Given the rise of smart assistants and smart home devices, text-to-speech (TTS) is increasingly one primary method of interaction. Google is today introducing its Cloud Text-to-Speech technology and making it available for developers to use.
A part of the Google Cloud Platform, anyone can leverage it to have IoT enabled devices “talk back to you,” covert text-based media like articles and books into spoken audio, and more interestingly power real-time natural language conversations, which are ideal for voice response systems in call centers.
Google notes that Cloud Text-to-Speech authentically and “correctly pronounces complex text such as names, dates, times and addresses.” Meanwhile, developers can customize pitch, speaking rate, and volume gain, with the service featuring 32 different voices from 12 languages and variants.
Some of those voices are created by Alphabet AI subsidiary DeepMind through its generative model for raw audio. WaveNet is responsible for a “selection” of high-fidelity voices that are more natural-sounding, with Google touting a 50% reduction in the gap with human performance.

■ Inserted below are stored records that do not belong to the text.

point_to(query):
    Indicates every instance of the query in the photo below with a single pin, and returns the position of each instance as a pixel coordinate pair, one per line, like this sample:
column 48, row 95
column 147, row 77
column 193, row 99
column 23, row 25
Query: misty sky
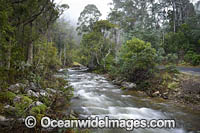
column 77, row 6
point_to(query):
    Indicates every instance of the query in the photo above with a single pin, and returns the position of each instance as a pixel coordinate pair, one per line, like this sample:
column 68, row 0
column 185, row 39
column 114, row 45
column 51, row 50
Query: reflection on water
column 95, row 96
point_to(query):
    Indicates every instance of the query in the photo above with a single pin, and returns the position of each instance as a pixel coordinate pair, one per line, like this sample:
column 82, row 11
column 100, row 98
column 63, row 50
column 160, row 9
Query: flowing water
column 96, row 96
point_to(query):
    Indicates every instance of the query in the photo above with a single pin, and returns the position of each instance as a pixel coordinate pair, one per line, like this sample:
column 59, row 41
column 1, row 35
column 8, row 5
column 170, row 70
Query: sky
column 77, row 6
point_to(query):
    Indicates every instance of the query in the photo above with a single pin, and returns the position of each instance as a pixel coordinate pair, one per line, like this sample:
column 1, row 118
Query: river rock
column 32, row 86
column 17, row 99
column 128, row 85
column 44, row 93
column 38, row 103
column 16, row 88
column 8, row 107
column 155, row 94
column 4, row 121
column 51, row 90
column 32, row 93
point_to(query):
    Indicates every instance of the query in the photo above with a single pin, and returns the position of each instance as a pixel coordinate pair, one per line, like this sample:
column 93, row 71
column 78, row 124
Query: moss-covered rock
column 40, row 109
column 7, row 96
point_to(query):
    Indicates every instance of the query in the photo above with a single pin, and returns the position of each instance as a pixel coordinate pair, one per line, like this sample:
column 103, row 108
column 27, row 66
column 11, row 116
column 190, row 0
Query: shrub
column 192, row 58
column 173, row 58
column 137, row 60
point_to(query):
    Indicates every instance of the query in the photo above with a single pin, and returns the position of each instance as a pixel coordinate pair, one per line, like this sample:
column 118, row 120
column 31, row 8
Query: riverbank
column 178, row 88
column 51, row 98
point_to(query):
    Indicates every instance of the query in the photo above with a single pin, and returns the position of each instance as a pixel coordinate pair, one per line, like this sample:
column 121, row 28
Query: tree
column 87, row 18
column 136, row 60
column 96, row 47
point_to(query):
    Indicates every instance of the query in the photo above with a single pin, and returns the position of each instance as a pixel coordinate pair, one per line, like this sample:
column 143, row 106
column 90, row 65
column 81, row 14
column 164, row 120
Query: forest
column 130, row 45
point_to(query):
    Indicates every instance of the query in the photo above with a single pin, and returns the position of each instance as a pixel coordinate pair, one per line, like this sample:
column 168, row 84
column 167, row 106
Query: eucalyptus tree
column 87, row 18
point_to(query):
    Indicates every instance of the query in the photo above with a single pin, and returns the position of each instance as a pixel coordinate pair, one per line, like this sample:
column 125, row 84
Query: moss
column 40, row 109
column 7, row 96
column 1, row 108
column 166, row 76
column 172, row 85
column 123, row 88
column 45, row 100
column 23, row 105
column 76, row 64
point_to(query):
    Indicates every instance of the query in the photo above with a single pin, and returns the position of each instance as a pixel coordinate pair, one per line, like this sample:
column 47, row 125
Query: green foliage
column 87, row 18
column 22, row 106
column 7, row 96
column 192, row 58
column 40, row 109
column 137, row 59
column 176, row 43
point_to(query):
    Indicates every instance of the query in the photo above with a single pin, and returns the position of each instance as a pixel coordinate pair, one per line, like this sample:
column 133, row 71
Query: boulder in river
column 128, row 85
column 32, row 93
column 16, row 88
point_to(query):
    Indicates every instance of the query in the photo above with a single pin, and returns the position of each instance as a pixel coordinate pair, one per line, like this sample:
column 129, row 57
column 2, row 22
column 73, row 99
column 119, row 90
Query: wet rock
column 165, row 95
column 17, row 99
column 32, row 93
column 38, row 103
column 32, row 86
column 51, row 90
column 44, row 93
column 155, row 94
column 16, row 88
column 4, row 121
column 10, row 108
column 116, row 82
column 128, row 85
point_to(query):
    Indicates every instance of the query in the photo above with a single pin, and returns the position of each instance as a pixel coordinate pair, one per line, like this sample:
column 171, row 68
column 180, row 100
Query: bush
column 172, row 58
column 137, row 60
column 192, row 58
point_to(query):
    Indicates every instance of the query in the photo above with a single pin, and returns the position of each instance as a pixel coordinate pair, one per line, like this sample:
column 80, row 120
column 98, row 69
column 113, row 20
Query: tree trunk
column 30, row 50
column 174, row 11
column 64, row 62
column 9, row 55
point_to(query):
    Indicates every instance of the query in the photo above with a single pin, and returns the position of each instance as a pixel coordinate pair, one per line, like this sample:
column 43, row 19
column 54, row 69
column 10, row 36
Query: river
column 96, row 96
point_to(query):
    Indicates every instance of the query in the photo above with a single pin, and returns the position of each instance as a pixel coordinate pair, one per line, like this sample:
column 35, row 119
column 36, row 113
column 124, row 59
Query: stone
column 8, row 107
column 16, row 88
column 165, row 95
column 128, row 85
column 32, row 93
column 51, row 90
column 44, row 93
column 155, row 94
column 32, row 86
column 4, row 121
column 38, row 103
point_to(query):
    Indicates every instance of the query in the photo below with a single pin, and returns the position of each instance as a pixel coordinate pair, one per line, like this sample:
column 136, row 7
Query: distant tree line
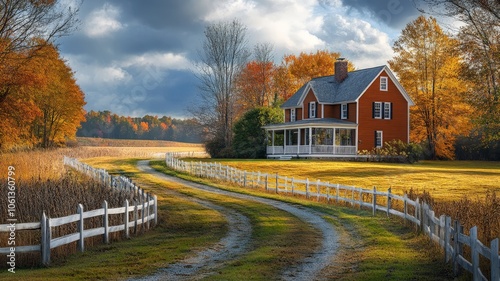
column 452, row 78
column 104, row 124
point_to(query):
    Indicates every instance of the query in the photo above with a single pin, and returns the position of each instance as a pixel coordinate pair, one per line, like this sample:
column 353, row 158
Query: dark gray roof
column 328, row 90
column 314, row 121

With these adjustments, the new WaveNet model produces more natural sounding speech. In tests, people gave the new US English WaveNet voices an average mean-opinion-score (MOS) of 4.1 on a scale of 1-5 — over 20% better than for standard voices and reducing the gap with human speech by over 70%. As WaveNet voices also require less recorded audio input to produce high quality models, we expect to continue to improve both the variety as well as quality of the WaveNet voices available to Cloud customers in the coming months.
WaveNet has come a long way since its inception in late 2016, with the current version running on Google Cloud TPUs and generating raw waveforms 1,000 times faster, with one second of speech created in just 50 milliseconds.